Davalı … in cevap dilekçesi ile özetle; kendisinin … Belediyesinde … Daire Başkanlığında Otobüs şoförü olarak çalıştığını, olay günü … Plakalı otobüs ile seyir halinde iken yolların buzlu olması sebebiyle gayet normal gittiğini, önünde …, … Plakalı araçların kaza yaptığını, kontrolsüz bir vaziyetle kaza mahallinde hiçbir önlem alınmayarak kendi aralarında görüşme yaptıklarını, havanın karanlık olması sebebiyle son an anda kaza yapan araçları gördüğünü, kornaya bastığını, araç sahiplerinin kaçtıklarını, kendisinin de arabaya hafifçe vurduğunu, bu kazaya birebir sebebiyet veren olmadığnı, diğer iki araç sürücüsünün kazaya sebebiyet verdiğini, buna rağmen Trafik kusurunun kendisine yüklenerek asıl kusurlu olan kişilere kusur izafe edilmeyerek hak mağduriyetine sebebiyet verildiğini, kaza olduktan sonra diğer araç sürücüleri ile görüştüğünü ve çok büyük hata yaptıklarını, kendisinin bu kaza meydana geldikten sonra otobüsün 4 lü lambalarını yaktığını, arkaya iki tane duba koyduğunu, amacının arkadan gelen araçların kendisi gibi kazaya karışmaması için önlem aldığını, kendinin 25-30 Yıllık ağır vasıta kullanan şoför olduğunu, havanın değişimine göre araç kullanan birisi olduğunu, görenin kendisinin acemi gibi bir işlem yaptığı inanci ve kanısında olacak şekilde trafik ekiplerinin tutanak düzenlediğini, kendisinin kaza anında düzenlenen trafik raporunu kabul etmediğini, raporun kişisel olarak düzenlendiğini, nasıl olsa karşı tarafın Belediye olduğunu, ödese de fark etmez denilerek bu raporun bu şekilde düzenlediği inancı ve kanısında olduğunu, bu sebeplerle kazadan dolayı kendisinin mağdur Müşteki olduğunun sanık sıfatı ile yargılandığının iddianame delilli ispatı olduğunu, bu aşamadan sonra dosyada sanık sıfatının bulunmaması sebebiyle maddi anlamda tarafına dava açılmasının husumeti bulunmadığını, kendisi yönünden husumet sebebiyle açılan işbu davanın reddine karar verilmesini talep etmiştir.

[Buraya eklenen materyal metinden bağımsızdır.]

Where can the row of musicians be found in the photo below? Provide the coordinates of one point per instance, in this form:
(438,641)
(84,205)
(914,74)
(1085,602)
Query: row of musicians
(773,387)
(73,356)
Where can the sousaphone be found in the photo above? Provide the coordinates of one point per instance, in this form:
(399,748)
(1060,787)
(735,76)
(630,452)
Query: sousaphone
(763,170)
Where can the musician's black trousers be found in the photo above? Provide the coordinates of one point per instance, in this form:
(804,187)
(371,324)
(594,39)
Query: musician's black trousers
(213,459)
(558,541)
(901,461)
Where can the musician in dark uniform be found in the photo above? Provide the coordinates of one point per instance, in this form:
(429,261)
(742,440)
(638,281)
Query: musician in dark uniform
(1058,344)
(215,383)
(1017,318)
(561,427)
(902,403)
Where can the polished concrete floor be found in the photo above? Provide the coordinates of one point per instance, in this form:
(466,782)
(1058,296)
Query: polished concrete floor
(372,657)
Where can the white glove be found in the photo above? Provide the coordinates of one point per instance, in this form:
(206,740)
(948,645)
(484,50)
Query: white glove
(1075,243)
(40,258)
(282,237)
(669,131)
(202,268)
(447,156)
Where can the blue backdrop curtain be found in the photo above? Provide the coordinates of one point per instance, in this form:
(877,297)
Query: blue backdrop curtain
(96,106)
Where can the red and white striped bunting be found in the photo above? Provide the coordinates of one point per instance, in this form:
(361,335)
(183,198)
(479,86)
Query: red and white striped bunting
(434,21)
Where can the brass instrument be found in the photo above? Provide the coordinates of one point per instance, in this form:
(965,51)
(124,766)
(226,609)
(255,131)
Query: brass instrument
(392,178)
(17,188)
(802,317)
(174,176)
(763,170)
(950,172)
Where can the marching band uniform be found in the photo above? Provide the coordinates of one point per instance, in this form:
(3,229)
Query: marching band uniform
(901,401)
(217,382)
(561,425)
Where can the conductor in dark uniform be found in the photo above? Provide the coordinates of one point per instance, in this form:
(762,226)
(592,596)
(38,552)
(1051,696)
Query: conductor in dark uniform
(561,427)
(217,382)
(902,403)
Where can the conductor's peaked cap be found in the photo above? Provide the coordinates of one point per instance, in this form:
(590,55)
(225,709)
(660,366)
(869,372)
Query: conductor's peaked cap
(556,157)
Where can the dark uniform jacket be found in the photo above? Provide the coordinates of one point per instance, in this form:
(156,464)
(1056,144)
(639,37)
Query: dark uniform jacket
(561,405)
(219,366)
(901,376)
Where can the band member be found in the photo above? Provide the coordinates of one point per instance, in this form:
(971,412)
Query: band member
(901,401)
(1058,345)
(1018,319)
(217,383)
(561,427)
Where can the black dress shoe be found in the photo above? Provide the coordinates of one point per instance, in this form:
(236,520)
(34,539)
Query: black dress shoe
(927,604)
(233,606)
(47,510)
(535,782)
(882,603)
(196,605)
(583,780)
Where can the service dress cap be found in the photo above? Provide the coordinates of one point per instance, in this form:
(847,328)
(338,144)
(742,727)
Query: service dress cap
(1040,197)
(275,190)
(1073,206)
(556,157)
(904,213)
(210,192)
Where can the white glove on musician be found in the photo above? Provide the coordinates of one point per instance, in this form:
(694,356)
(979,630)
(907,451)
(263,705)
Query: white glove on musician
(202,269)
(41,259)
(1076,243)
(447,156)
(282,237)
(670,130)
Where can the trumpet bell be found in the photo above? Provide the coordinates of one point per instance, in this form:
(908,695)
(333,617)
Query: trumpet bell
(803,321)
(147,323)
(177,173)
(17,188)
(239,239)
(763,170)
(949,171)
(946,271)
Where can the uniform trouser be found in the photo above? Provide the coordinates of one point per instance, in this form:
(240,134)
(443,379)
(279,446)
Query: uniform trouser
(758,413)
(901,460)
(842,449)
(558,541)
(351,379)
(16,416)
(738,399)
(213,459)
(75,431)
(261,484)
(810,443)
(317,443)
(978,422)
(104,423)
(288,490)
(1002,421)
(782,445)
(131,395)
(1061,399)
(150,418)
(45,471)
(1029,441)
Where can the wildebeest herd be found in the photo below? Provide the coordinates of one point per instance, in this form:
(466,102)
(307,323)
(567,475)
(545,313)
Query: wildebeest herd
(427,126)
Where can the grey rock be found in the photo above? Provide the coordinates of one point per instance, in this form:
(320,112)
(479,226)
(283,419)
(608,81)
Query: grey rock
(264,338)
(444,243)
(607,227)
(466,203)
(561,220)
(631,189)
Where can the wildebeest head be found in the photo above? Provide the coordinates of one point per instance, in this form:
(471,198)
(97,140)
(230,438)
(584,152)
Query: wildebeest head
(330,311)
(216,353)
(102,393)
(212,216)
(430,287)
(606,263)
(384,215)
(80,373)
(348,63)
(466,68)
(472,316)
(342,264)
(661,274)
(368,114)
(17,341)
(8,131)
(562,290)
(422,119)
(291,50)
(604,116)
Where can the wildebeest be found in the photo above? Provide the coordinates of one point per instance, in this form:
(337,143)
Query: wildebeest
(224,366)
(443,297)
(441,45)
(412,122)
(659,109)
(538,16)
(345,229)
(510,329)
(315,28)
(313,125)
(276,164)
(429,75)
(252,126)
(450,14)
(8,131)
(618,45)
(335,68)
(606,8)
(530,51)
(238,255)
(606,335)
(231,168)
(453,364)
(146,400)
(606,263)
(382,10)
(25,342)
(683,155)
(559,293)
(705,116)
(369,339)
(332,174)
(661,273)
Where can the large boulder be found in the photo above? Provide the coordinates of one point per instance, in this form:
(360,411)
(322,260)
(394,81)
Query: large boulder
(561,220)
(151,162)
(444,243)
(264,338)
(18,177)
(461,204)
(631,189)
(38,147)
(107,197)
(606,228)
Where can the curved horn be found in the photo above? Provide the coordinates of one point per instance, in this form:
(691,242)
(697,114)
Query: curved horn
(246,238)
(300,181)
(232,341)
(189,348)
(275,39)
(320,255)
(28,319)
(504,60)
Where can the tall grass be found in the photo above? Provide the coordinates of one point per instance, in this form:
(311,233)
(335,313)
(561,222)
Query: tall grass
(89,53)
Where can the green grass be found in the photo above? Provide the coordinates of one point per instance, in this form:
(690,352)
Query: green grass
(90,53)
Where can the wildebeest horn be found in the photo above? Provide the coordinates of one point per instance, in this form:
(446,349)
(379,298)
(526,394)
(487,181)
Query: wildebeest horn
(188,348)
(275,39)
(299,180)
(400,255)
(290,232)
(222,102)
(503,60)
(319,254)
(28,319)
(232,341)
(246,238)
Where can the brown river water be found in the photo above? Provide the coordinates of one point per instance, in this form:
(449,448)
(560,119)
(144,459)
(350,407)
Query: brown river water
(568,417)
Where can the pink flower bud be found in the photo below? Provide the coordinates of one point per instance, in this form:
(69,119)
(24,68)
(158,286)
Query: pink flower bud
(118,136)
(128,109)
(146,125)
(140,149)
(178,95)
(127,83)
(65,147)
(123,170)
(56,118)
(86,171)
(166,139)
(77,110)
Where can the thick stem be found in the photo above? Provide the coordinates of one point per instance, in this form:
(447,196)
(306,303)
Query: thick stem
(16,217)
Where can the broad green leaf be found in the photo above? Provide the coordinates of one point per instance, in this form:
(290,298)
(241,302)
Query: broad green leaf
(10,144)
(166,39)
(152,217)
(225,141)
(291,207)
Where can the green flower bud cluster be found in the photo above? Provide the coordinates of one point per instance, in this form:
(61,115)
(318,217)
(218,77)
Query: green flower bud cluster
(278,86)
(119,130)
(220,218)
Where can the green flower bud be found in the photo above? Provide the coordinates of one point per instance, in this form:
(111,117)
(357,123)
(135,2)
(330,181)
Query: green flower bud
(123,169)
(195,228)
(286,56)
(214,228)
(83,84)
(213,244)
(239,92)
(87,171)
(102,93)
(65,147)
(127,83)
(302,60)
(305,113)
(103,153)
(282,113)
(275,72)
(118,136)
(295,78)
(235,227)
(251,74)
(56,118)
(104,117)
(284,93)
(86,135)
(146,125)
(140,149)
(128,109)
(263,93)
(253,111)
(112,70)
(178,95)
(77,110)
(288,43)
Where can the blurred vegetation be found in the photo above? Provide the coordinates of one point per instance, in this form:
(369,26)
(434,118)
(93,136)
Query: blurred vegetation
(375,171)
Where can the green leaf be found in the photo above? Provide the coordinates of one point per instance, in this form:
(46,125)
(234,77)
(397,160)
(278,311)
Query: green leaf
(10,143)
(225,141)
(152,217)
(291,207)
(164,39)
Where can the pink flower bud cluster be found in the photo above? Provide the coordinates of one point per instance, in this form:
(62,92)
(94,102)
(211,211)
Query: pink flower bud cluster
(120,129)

Davalı … Belediye Başkanlığı vekilinin cevap dilekçesi ile özetle; davacının dava dilekçesi ile … tarihinde meydana gelen trafik kazasından dolayı müvekkili belediyeyi işleten sıfatı ile dava ettiğini, kaza sonrası tutulan trafik kaza tutanağında her ne kadar davacının içinde bulunduğu araç sürücüsünün kusursuz olduğu yönünde rapor verilmiş ise de kazanın oluş şekline bakıldığında ilk olarak kazaya karışan davacının içinde bulunduğu … plakalı araç ile diğer davalı …’un kullandığı … plakalı aracın çarpıştığı ve bu araçların çarpışmadan dolayı yolda gerekli güvenlik önlemlerini almamaları sonucu müvekkili belediyeye ait … plakalı aracın bu araçları farketmemesi sonucu bu araçlara arkadan çarptığı açıkça anlaşıldığını, dolayısıyla kaza sonrası tutulan trafik kaza tutanağının aksine müvekkili belediyeye ait aracın kaza mahallinde gerekli güvenlik önlemleri alınmadığı için söz konusu kazaya karıştığından kaza tutanağında belirtilen kusur oranlarını kabul etmediklerini, dosyanın bilirkişiye tevdi edilerek kaza ile ilgili yeniden kusur durumunun tespitini talep ettiklerini, davacı tarafın belirttiği maluliyet oranını kabul etmediklerini, mahkemece davacının kaza nedeniyle herhangi bir maluliyetinin olup olmadığı noktasında Adli Tıp Kurumundan rapor alınmasını talep ettiklerini, davacı tarafın istediği manevi tazminat miktarının çok fahiş olduğunu, tamamen zenginleşmeye yönelik bir talep olduğunu, Borçlar kanununun 56.maddesinde de açıkça hakimin olayın özelliklerine göre zarar görene uygun bir miktar paranın ödenmesine karar verebileceğinin belirtildiğini, davaya konu trafik kaza tutanağı incelendiğinde tarafların kusur oranlarının tespiti halinde davacının da içerisinde bulunduğu aracın kazanın meydana gelmesinde kusurlu olduğunun açıkça ortaya çıkacağını, davacının içerisinde bulunduğu aracın da gerekli güvenlik önlemlerini almayarak kazanın bu denli ağır sonuçlar vermesine sebebiyet verdiğinin açık olduğunu, bu sebeple müvekkili belediyeye kusur verilmesi halinde dahi makul düzeyde bir tazminata hükmedilmesi gerektiği kanaatinde olduklarını, bu nedenlerle haksız olarak açılan iş bu davanın reddine, mahkeme masrafları ve ücreti vekaletin davacılara yükletilmesine karar verilmesini talep etmiştir.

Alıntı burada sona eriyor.